France : RSF demande que la loi de programmation des finances publiques protège l’audiovisuel public des pressions politiques

Inquiet de la suppression de la contribution à l’audiovisuel public, Reporters sans frontières (RSF) demande aux parlementaires d’inscrire dans la loi de programmation des finances publiques une trajectoire pluriannuelle de financement des médias publics. Celle-ci devra faire l’objet d’une veille de la part d’une autorité indépendante et dédiée. 

 Le 7 juillet dernier, le Conseil des ministres a adopté un projet de loi de finances rectificative pour 2022 qui supprime dès cette année la contribution à l’audiovisuel public (CAP, anciennement la redevance). La CAP, qui s'élève actuellement en métropole à 138 euros par foyer disposant d’un téléviseur, rapporte plus de 3 milliards d’euros par an aux médias publics français. 

Le texte adopté par le gouvernement prévoit le remplacement de la CAP par des crédits alloués aux médias publics directement depuis le budget de l’État, sous forme d’“une mission budgétaire ad hoc”. Or, le projet de loi qui fera l’objet de l'examen par l’Assemblée nationale cette semaine ne prévoit pas de mesures concrètes pour garantir la pluriannualité du financement et sa protection contre d’éventuelles pressions politiques. Si cette proposition restait en l’état, le financement des médias publics serait vulnérable aux tractations politiques annuelles et aux réductions budgétaires potentielles au profit d'autres priorités du gouvernement. 

“Les députés doivent intégrer dans la législation de solides garanties de financement des médias publics reposant sur les principes de pérennité et d'indépendance, déclare le secrétaire général de RSF, Christophe Deloire. L'audiovisuel public joue un rôle irremplaçable au moment où l’accès à l’information fiable, indépendante et pluraliste est menacé autant par les intérêts de certains propriétaires de médias privés que par la prolifération de la désinformation sur les réseaux sociaux. Le financement des médias publics doit pouvoir s'inscrire dans la durée pour assurer leur liberté éditoriale. Sinon, notre démocratie en paiera le prix.” 

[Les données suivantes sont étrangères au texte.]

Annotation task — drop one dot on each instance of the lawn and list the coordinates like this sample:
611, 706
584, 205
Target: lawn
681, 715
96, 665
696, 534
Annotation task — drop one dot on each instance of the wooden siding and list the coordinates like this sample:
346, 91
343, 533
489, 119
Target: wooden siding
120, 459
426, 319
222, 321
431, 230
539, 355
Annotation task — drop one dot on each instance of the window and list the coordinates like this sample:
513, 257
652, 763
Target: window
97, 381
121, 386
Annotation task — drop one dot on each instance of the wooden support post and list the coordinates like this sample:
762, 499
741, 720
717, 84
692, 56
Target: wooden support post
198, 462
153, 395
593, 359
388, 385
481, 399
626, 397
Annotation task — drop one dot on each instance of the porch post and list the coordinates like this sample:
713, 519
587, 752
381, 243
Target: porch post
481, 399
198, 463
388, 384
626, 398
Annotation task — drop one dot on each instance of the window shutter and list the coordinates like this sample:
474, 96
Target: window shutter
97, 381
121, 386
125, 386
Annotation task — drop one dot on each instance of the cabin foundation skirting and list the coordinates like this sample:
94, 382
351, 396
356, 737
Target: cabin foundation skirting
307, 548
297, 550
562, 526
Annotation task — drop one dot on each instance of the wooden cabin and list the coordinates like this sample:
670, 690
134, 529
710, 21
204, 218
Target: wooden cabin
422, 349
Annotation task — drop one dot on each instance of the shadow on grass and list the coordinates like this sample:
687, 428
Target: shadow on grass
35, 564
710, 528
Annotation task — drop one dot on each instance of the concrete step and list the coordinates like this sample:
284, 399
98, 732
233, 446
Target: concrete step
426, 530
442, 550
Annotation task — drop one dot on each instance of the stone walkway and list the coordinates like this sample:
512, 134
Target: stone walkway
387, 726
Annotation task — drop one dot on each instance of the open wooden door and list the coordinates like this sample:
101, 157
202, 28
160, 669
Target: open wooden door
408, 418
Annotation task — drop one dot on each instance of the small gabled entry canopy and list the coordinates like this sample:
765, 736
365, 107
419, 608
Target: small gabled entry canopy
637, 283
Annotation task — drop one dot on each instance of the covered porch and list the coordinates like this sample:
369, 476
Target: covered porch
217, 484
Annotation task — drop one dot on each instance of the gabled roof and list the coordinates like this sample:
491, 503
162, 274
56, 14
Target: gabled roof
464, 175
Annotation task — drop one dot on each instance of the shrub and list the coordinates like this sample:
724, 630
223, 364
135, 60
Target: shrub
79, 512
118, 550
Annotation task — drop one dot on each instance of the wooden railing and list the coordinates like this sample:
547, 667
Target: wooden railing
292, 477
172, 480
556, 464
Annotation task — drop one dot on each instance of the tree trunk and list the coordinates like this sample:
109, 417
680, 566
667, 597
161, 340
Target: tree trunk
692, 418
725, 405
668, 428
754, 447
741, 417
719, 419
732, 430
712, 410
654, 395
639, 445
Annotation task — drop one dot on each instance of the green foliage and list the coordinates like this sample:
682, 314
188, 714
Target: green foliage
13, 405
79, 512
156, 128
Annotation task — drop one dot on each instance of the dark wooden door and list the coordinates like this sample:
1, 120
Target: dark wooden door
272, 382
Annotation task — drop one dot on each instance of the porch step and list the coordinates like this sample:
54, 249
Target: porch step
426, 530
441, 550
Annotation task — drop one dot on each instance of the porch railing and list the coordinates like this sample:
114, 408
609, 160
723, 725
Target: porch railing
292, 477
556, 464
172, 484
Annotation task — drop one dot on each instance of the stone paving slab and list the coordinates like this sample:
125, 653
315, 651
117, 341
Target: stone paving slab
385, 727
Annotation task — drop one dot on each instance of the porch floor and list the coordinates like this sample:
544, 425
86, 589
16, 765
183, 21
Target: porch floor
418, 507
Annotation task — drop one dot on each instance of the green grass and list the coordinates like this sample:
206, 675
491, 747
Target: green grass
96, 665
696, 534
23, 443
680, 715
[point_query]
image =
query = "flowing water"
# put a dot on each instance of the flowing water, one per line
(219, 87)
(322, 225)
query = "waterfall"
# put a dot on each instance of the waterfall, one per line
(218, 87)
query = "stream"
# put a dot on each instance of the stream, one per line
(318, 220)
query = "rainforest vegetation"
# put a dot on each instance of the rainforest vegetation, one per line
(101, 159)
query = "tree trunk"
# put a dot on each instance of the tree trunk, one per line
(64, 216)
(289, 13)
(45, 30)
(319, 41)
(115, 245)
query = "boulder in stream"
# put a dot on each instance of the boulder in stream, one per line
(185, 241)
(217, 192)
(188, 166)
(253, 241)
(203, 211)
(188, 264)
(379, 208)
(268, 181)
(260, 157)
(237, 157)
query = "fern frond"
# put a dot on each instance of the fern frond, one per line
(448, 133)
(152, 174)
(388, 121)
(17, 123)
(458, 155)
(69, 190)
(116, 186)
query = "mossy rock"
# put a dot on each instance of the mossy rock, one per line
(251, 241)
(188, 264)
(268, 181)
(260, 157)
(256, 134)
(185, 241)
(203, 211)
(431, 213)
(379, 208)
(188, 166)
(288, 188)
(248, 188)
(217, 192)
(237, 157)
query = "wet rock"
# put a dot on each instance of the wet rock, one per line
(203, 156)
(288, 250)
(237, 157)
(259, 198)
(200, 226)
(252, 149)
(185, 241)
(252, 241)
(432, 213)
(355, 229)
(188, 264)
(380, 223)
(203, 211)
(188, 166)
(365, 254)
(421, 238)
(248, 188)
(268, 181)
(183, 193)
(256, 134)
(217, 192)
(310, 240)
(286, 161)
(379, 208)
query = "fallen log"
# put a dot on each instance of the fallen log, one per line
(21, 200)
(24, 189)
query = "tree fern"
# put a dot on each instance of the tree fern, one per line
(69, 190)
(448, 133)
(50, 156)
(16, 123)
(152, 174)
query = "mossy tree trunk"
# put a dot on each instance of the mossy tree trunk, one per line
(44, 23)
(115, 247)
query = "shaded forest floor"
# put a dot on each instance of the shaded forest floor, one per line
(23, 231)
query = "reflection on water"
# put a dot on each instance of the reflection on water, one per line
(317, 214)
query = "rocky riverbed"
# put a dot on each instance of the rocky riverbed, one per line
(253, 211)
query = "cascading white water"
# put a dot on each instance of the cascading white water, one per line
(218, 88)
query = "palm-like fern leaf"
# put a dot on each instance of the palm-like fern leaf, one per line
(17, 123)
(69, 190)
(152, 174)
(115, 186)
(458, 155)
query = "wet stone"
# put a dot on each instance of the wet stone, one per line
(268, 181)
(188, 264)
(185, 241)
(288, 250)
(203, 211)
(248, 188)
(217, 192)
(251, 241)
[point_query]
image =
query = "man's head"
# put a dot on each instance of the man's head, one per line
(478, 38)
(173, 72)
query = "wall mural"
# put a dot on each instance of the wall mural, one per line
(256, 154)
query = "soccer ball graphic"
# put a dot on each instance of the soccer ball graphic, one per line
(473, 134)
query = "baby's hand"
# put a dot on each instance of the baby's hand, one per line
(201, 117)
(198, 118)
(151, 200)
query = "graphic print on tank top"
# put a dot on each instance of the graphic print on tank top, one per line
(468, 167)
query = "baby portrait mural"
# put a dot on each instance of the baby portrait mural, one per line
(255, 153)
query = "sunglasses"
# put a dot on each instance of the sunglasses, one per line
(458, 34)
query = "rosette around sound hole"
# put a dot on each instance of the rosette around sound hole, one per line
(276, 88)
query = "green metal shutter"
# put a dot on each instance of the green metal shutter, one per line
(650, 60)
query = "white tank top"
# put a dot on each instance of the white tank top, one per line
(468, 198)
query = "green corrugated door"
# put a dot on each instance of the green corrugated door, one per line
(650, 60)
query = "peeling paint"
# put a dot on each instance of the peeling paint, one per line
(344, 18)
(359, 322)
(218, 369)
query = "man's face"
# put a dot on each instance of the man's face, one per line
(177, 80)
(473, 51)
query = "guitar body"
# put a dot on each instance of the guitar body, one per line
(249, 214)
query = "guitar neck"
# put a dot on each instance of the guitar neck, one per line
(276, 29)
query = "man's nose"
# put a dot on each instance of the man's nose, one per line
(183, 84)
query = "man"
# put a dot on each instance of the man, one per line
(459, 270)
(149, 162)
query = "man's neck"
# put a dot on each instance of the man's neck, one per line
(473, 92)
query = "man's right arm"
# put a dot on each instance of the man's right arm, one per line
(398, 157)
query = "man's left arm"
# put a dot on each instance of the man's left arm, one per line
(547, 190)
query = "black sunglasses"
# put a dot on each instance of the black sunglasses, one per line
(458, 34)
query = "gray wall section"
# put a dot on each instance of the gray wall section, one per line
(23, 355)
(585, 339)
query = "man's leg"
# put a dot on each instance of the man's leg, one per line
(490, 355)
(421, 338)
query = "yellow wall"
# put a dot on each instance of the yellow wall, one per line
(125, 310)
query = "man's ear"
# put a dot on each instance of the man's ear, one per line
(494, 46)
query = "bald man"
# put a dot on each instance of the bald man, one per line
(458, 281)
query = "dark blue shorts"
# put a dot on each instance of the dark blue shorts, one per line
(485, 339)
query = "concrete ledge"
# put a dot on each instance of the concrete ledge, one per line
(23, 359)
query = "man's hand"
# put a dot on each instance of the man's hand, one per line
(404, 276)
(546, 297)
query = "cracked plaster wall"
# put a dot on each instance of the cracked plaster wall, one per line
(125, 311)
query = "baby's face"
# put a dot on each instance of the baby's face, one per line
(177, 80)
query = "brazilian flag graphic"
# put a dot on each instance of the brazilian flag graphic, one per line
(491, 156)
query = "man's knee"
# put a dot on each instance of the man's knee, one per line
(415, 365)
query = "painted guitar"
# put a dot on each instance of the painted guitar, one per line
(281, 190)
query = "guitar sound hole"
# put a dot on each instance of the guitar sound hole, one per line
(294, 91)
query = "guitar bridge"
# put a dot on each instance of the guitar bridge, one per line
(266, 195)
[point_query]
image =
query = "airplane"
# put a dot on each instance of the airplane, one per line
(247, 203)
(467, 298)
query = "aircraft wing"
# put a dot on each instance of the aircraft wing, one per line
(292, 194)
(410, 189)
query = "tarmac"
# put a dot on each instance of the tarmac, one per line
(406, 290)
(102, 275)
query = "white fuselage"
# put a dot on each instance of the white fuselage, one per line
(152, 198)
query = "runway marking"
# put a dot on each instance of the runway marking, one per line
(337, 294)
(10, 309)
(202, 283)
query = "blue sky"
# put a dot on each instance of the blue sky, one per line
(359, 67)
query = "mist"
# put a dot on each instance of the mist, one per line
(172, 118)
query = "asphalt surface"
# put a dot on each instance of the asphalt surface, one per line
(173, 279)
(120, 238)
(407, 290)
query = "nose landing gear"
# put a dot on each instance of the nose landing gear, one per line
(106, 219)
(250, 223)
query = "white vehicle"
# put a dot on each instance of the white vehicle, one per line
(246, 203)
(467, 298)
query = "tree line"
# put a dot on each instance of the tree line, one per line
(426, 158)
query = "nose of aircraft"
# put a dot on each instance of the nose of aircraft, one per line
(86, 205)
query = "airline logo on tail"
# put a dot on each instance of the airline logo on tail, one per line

RSF demande aux parlementaires que la prochaine loi de programmation des finances publiques sécurise la prévisibilité du financement des médias publics, en faisant référence à la valeur constitutionnelle du pluralisme et de l’indépendance des médias, conformément à la décision du Conseil constitutionnel de 2009 sur l’audiovisuel public. L’audiovisuel public doit également être exemptés de régulation infra-annuelle. Une exonération inscrite dans la loi organique relative aux lois de finances qui permettrait d'éviter leur diminution au cours de l’année.

Alors que le financement de l’audiovisuel public dépendra du parlement en raison de sa prérogative budgétaire, RSF demande la mise en place d’un organe indépendant qui aurait la compétence d’émettre un avis à la fois sur le montant annuel prévu en projet de loi de finances et sur la trajectoire pluriannuelle du financement des médias publics. Cette instance devra être composée d’experts indépendants et reconnus. Cette proposition rejoint celles formulées récemment, d’une part, par les inspections générales des finances et des affaires culturelles et, d’autre part, par le Sénat le 8 juin dernier. Le rapport des sénateurs Roger Karoutchi et Jean-Raymond Hugonet préconise en effet la création d’une “Autorité supérieure de l’audiovisuel public” (ASAP) composée d’un magistrat de la Cour des comptes - qui en assurerait la présidence - et de quatre experts qualifiés, tous élus par le Parlement. Comme le constatent les sénateurs, “la proposition de l’ASAP n’engagerait ni le Gouvernement ni le Parlement mais elle obligerait l’un et l’autre à donner des explications dans le cas où la préconisation ne serait pas suivie.”

La France figure à la 26e place sur 180 pays au Classement mondial de la liberté de la presse établi par RSF en 2022.